Patrick Martucci, CEO of Naperville, Ill.-based UAC, says the company guarantees at least a 15 percent savings to its clients on their telecommunications maintenance agreements. The company provides similar maintenance for any kind of office equipment, and is able to consolidate contracts from several vendors.
“We have five copiers from Lanier and Xerox,” says Randy Wissinger, CFO of hearing-aid manufacturer Beltone Electronics Corp., in Chicago. “We were paying about $2,400 per month for maintenance, but UAC gave us a quote for about $2,000. It’s like an insurance contract. We pay a fixed amount to UAC, and UAC pays time and materials [to Lanier and Xerox]. If the equipment breaks every day, then it’s UAC’s problem, not Beltone’s.”
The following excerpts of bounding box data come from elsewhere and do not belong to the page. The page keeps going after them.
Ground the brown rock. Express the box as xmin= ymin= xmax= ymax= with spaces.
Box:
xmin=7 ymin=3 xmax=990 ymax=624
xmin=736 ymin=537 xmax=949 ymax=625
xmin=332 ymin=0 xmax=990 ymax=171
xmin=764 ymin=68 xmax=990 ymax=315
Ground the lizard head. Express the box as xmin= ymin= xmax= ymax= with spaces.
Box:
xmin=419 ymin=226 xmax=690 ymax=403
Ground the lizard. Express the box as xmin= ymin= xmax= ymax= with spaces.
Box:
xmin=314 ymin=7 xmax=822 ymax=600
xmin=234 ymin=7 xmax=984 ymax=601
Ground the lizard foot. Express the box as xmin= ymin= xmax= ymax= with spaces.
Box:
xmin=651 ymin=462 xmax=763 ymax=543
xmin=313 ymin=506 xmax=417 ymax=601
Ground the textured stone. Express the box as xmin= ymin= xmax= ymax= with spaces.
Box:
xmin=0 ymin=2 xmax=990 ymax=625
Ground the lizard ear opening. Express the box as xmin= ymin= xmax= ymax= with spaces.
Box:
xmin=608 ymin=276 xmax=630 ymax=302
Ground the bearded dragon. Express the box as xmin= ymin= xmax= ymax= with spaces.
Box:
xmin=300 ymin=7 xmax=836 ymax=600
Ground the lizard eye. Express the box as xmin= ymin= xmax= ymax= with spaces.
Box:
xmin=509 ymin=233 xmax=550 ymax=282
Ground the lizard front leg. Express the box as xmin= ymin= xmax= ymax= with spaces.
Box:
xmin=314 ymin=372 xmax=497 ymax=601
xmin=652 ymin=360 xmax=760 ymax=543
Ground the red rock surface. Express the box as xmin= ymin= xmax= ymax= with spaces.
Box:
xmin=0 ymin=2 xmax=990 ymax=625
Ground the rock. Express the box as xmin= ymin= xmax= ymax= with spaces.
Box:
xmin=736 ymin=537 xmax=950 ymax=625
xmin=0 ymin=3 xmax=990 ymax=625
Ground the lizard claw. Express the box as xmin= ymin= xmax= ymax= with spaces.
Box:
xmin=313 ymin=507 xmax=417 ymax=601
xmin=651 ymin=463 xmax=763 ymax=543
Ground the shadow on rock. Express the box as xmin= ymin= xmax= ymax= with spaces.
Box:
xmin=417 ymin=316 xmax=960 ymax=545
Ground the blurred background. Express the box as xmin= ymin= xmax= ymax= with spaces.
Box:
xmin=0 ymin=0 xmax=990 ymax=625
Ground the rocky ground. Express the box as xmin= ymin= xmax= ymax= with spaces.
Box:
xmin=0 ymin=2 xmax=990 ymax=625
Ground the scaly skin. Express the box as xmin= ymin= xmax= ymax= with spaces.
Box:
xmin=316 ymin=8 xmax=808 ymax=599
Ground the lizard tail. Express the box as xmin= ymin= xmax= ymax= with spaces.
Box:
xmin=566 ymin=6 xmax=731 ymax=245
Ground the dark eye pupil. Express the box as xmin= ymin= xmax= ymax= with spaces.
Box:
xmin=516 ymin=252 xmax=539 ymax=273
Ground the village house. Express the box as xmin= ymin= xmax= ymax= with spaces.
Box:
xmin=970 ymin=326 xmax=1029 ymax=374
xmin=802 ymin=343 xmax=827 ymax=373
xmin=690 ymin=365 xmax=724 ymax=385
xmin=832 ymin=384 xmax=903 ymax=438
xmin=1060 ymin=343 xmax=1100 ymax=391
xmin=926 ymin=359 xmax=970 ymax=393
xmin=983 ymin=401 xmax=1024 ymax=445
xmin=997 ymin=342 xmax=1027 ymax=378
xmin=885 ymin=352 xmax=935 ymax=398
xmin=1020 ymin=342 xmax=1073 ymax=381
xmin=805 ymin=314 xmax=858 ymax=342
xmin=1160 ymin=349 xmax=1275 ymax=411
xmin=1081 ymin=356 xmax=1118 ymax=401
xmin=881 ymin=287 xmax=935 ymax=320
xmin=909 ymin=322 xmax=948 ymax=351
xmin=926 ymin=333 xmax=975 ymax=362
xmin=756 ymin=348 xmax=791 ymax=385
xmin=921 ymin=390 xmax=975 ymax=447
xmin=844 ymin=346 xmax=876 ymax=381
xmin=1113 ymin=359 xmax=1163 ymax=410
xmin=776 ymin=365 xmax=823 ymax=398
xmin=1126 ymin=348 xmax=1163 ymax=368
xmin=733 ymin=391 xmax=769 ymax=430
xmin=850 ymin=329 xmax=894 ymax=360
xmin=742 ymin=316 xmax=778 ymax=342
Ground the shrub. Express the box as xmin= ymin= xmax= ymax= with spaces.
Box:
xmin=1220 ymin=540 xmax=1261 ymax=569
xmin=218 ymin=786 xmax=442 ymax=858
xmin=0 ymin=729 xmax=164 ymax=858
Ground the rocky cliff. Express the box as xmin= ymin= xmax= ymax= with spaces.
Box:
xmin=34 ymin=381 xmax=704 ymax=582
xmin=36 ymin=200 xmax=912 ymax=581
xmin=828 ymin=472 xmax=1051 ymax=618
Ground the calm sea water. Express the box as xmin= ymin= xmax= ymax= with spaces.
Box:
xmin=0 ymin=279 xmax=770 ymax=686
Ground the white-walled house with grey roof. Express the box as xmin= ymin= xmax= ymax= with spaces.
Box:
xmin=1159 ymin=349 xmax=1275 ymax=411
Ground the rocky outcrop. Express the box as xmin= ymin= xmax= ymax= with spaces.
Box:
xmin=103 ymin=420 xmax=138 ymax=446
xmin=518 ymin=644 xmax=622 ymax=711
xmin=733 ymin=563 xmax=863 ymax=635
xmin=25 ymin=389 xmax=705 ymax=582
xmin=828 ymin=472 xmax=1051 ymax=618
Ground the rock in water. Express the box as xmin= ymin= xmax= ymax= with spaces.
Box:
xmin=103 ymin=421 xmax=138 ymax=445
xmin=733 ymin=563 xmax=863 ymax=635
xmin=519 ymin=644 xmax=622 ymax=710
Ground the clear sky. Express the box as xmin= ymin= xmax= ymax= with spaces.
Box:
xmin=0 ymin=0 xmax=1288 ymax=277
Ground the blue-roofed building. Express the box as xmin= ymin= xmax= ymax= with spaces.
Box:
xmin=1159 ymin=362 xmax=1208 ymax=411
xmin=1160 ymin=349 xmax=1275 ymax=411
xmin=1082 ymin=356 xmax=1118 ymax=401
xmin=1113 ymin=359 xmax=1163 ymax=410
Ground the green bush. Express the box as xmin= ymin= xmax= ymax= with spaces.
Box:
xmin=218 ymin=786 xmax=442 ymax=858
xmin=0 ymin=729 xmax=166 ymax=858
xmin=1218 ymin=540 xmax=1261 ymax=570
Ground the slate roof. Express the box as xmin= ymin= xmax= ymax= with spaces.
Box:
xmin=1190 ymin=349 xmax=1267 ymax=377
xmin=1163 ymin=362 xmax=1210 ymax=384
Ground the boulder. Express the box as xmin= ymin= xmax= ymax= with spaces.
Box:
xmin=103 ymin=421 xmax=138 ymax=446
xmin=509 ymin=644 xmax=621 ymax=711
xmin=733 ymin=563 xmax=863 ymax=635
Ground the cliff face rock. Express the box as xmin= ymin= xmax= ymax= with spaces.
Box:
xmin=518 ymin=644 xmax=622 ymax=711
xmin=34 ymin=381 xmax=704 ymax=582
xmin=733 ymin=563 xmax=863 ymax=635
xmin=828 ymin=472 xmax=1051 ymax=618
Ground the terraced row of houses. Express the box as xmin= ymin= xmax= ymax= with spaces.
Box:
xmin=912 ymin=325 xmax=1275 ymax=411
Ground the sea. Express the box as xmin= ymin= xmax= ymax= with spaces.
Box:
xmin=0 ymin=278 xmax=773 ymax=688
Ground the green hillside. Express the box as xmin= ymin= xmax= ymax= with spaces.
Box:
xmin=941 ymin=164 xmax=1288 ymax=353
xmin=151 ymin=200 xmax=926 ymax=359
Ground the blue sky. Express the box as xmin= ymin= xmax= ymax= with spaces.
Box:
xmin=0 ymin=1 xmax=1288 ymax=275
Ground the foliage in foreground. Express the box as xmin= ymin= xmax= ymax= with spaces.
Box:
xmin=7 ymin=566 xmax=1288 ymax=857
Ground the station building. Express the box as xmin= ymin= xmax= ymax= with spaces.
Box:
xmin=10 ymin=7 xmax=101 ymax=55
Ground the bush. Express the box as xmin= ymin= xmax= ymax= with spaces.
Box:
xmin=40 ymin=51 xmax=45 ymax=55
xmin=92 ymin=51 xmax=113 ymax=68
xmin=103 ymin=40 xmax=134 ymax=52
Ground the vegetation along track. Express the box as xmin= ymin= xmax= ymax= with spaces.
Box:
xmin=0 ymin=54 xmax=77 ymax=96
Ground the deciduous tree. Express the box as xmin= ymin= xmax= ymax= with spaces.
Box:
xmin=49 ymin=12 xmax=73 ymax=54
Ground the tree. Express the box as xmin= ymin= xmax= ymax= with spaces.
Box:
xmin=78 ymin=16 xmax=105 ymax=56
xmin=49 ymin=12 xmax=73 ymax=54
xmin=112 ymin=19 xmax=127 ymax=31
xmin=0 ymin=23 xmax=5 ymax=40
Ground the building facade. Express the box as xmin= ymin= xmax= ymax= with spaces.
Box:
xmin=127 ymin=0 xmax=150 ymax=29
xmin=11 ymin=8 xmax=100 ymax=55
For now, UAC seems to be unique in providing this service, according to Warren Williams, vice president at Eastern Management Group, of Bedminster, N.J., though he predicts that vendors will increasingly seek to lock in their customers to multiyear service contracts. “For now, UAC is telling vendors like Lucent, Nortel, and NEC that this is what we’re willing to pay, and take it or leave it or we’ll go to someone else,” says Williams. “The vendors are going along because they want to keep the account, even if it means sometimes losing money on maintenance. If Lucent stubbed its toe on an account, Nortel would be beating on the door.” — John J. Xenakis
Rent This Expense System
If you want to automate your company’s expense reporting but find that enterprise T&E software is too expensive, consider an Internet alternative. On the Go Software Inc., which publishes Quicken ExpensAble 98, a best-selling expense-management program, has launched a Web-based service for managing T&E expense reporting.
The service, called ExpensAble.com (www.ExpensAble.com), enables a business to outsource T&E expense management for a subscription fee of $5 to $10 a month per traveler. Travelers use Quicken ExpensAble as the front end of the system, to create expense reports and submit them to ExpensAble. com. At the receiving end, On the Go provides the back-office functions.
According to On the Go president and CEO Ken Grunzweig, ExpensAble. com will do many of the things more expensive enterprise systems will do, such as prepopulate expense reports with credit-card information and collect travel data that can be parsed into management reports. “There’s just no barrier to entry,” he adds. “You could do a pilot with 25 users in a heartbeat and be up and running tomorrow.”
One of the first companies to use the service is LeadersOnline, of Irvine, Calif., a division of executive search firm Heidrick & Struggles. President Mike Arrigo, who had used ExpensAble before coming to LeadersOnline, says he was “shocked” by the complexity of the company’s custom-designed system for T&E expense reporting. “It was pretty daunting,” he recalls. “I had to send my administrative assistant to Chicago for two days of training.” When On the Go’s service went online, Arrigo jumped at the chance to return to ExpensAble. Not only is ExpensAble.com easier to use, he says, but he estimates it saves his company $5,000 a year per traveler (On the Go has 10 travelers) by reducing the time it takes them to do expense reports. — John P. Mello Jr.